Les fouilles « archélogico-financières » réalisées à la Chambre de Commerce et d’Industrie du Mali (CCIM) sont sans appel : surfacturation, vol et détournement de fonds. A ces maux, s’ajoutent des dépenses injustifiées et le changement des règles de comptabilisation, d’année en année. Autant de pratiques qui selon le Vérificateur Général ont précipité la chambre consulaire du Mali dans l’abîme. Avec à la clé, un trou de 1,35 milliard de francs CFA dans la caisse.
Décidemment, le patron de la Chambre de Commerce et d’Industrie du Mali, Jeamille Bittar et non moins président du Conseil Economique Social et Culturel (CESC) est mal barré. Le gouffre financier creusé au niveau de cette chambre consulaire dépasse l’entendement. D’où la paralysie de la structure à tous les niveaux.
En clair, la CCIM dans son histoire n’a jamais connu une telle hémorragie financière. Pire, elle n’a jamais été confiée à un homme, aussi controversé que Jeamille Bittar : pendant 3 ans, les caisses ont coulé. Comme le Djoliba dans son lit. Les détournements n’ont pas été comptabilisés en centaines de millions. Mais en milliards de nos francs.

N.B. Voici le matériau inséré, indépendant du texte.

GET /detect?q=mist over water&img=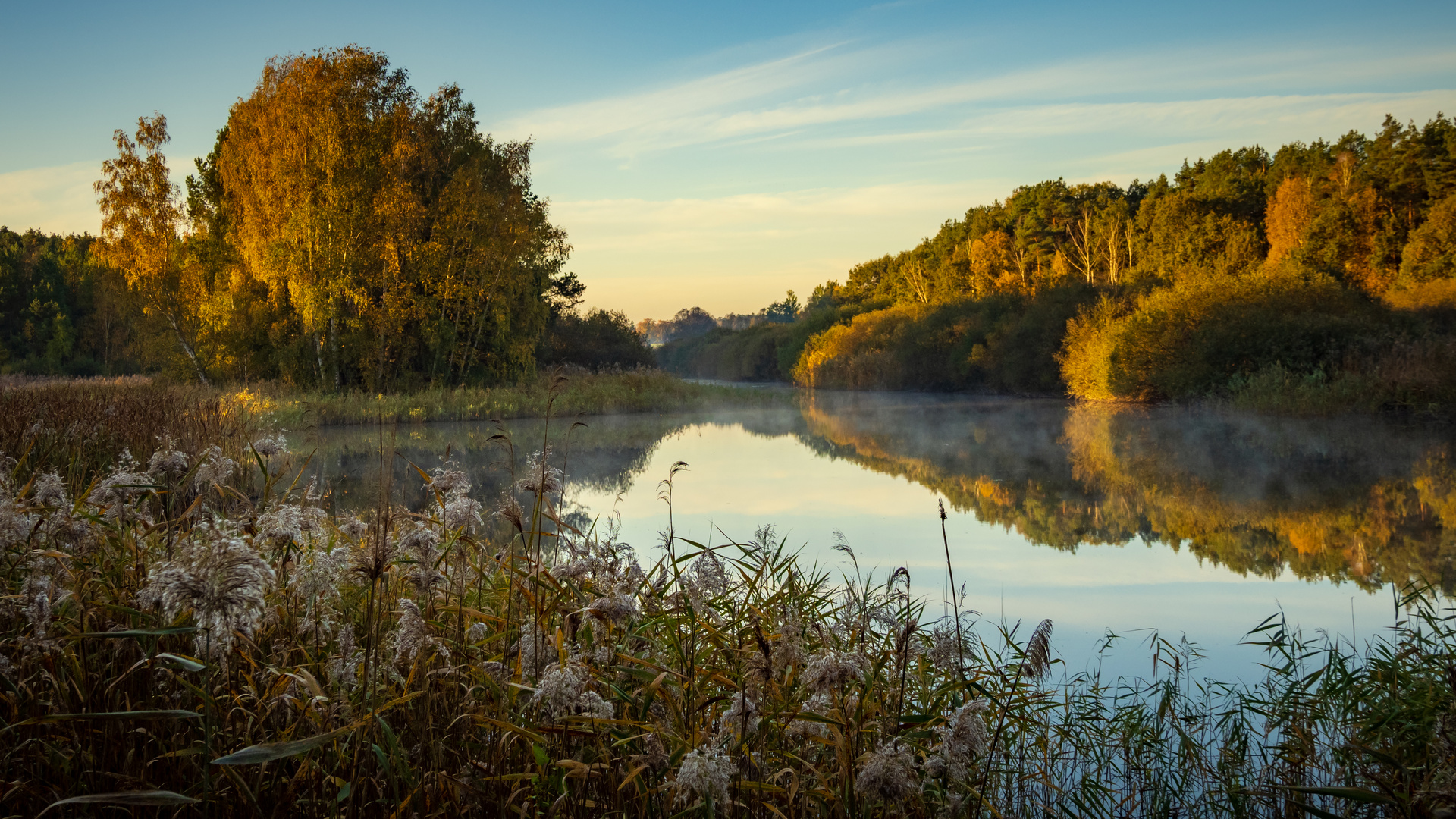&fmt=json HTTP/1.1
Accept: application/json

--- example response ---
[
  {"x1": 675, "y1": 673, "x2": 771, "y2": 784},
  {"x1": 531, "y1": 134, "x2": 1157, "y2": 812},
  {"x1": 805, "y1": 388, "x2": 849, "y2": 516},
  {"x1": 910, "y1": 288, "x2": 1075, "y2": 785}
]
[{"x1": 313, "y1": 394, "x2": 1456, "y2": 679}]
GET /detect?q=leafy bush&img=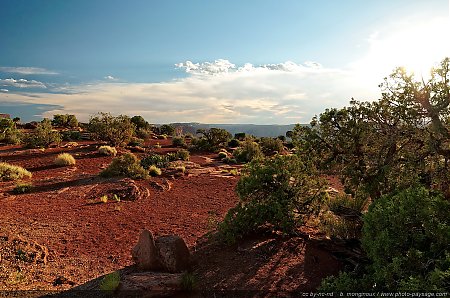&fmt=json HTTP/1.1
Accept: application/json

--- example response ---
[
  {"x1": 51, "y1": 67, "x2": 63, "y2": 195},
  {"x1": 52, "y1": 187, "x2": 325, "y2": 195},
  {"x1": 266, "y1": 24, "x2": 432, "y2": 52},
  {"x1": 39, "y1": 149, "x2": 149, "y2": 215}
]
[
  {"x1": 322, "y1": 186, "x2": 450, "y2": 292},
  {"x1": 259, "y1": 138, "x2": 283, "y2": 155},
  {"x1": 54, "y1": 153, "x2": 76, "y2": 166},
  {"x1": 172, "y1": 137, "x2": 186, "y2": 147},
  {"x1": 13, "y1": 183, "x2": 33, "y2": 194},
  {"x1": 233, "y1": 139, "x2": 264, "y2": 162},
  {"x1": 141, "y1": 153, "x2": 169, "y2": 169},
  {"x1": 148, "y1": 165, "x2": 162, "y2": 177},
  {"x1": 100, "y1": 271, "x2": 120, "y2": 292},
  {"x1": 88, "y1": 113, "x2": 135, "y2": 147},
  {"x1": 98, "y1": 146, "x2": 117, "y2": 156},
  {"x1": 128, "y1": 137, "x2": 144, "y2": 147},
  {"x1": 0, "y1": 162, "x2": 32, "y2": 181},
  {"x1": 219, "y1": 155, "x2": 325, "y2": 242},
  {"x1": 217, "y1": 151, "x2": 228, "y2": 159},
  {"x1": 25, "y1": 119, "x2": 61, "y2": 148},
  {"x1": 228, "y1": 139, "x2": 241, "y2": 148},
  {"x1": 176, "y1": 149, "x2": 190, "y2": 161},
  {"x1": 52, "y1": 114, "x2": 78, "y2": 128},
  {"x1": 100, "y1": 153, "x2": 148, "y2": 179},
  {"x1": 191, "y1": 127, "x2": 232, "y2": 151}
]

La croissance économique, entre parenthèse
La CCIM n’a pas seulement perdu de sa superbe. Elle a été vidée de son âme, vendue au diable. Et jusqu’aujourd’hui, son président n’affiche qu’une image de ruine et de désolation. Et pour cause : jamais, les gaffes au sein de la structure n’ont atteint un tel degré.
Jugé, pourtant, stratégique dans la politique de développement du monde des affaires de notre pays, la CCIM n’a pas échappé à l’appétit vorace de son Président, Jeamille Bittar.
Par petite touche, il a « sucé » les caisses, érigé le népotisme en mode de gestion. L’espoir tant suscité auprès des opérateurs économiques, a viré au cauchemar. Un flop magistral.
Réputée comme l’organisation des professionnels du commerce et de l’industrie, la CCIM a vite fait de taire ses ambitions. Raison évoquée par les enquêteurs du Bureau du Vérificateur Général : L’utilisation des fonds et des recettes de la boîte à d’autres fins. Estimé à 1,35 milliard de francs CFA, celles-ci auraient fondu comme du beurre au soleil. Ce n’est pas tout. Loin s’en faut.
Même, le non reversement de la TVA au service des Impôts pour un montant de 66,17 millions CFA et le non enregistrement des dépenses avant le paiement ne sont pas de nature à tempérer les curiosités. Du coup, la CCIM ne connaît pas la réalité des engagements financiers qu’elle prend vis-à-vis de ses fournisseurs.
Autres gaffes relevées dans la gestion du patron de la CCIM : le changement des règles de comptabilisation d’une année à l’autre. Histoire d’entretenir le flou et de déguster les fonds à la petite cuillère.
Aussi, les recettes constituées par la quote-part de la CCIM dans la vente des imprimés commerciaux par la Direction Nationale du Commerce et de la Concurrence (DNCC) ne sont pas comptabilisées. Pire, le magasinier reçoit les versements et conserve tous les exemplaires des reçus de paiement. En somme, la caisse de la chambre consulaire du Mali est gérée en dehors des circuits de la comptabilité. Au même moment, il n’y a aucun suivi de la réalité des versements effectués dans la caisse. Et le seul contrôle se fait à travers la signature par l’Agent comptable d’un état récapitulatif (recettes ou dépenses) que le magasinier soumet à son approbation, en fin de mois.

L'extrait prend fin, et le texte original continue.